Prognosen: Klimawandel könnte zu mehr Niedrigwasserereignissen führen

Das Umweltbundesamt gibt in seiner «Klimawirkungs- und Risikoanalyse 2021 für Deutschland» eine Prognose ab. So hätten mehrere Forschungsprojekte Hinweise geliefert, dass Niedrigwassersituationen unter den Bedingungen des zukünftigen Klimawandels häufiger und intensiver werden könnten, heißt es darin. Laut einer Analyse des Bundesverkehrsministeriums aus dem Jahr 2020 werden Niedrigwasserereignisse dort intensiver, «wo schon heute Sommer und Herbst die typische Niedrigwassersaison bilden».

Die Bundesanstalt für Gewässerkunde (BfG) schreibt in einem Hinweisblatt mit Antworten auf häufig gestellte Fragen, dass die aktuelle Häufung von Niedrigwassersituationen noch zur «natürlichen Variabilität» gehöre.

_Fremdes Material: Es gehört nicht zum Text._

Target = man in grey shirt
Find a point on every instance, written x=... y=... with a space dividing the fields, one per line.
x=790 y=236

Bis zur Mitte des 21. Jahrhunderts seien zudem noch keine wesentlichen Änderungen im Niedrigwasser-Abflussverhalten zu erwarten. Allerdings zeige sich bereits eine Verstärkung der Niedrigwasserereignisse durch vom Klimawandel erhöhte Verdunstung und damit einhergehenden Wasserverlusten in allen Jahreszeiten. In der zweiten Hälfte des 21. Jahrhunderts ist laut BfG an den meisten betrachteten Pegeln mit einer deutlichen Zunahme von Niedrigwassersituationen zu rechnen.

(Stand: 19.8.2022)

Links

Bericht der «Sächsischen Zeitung» vom 5. August 2015 (archiviert)

Augustusbrücke in Dresden auf Google Maps (archiviert)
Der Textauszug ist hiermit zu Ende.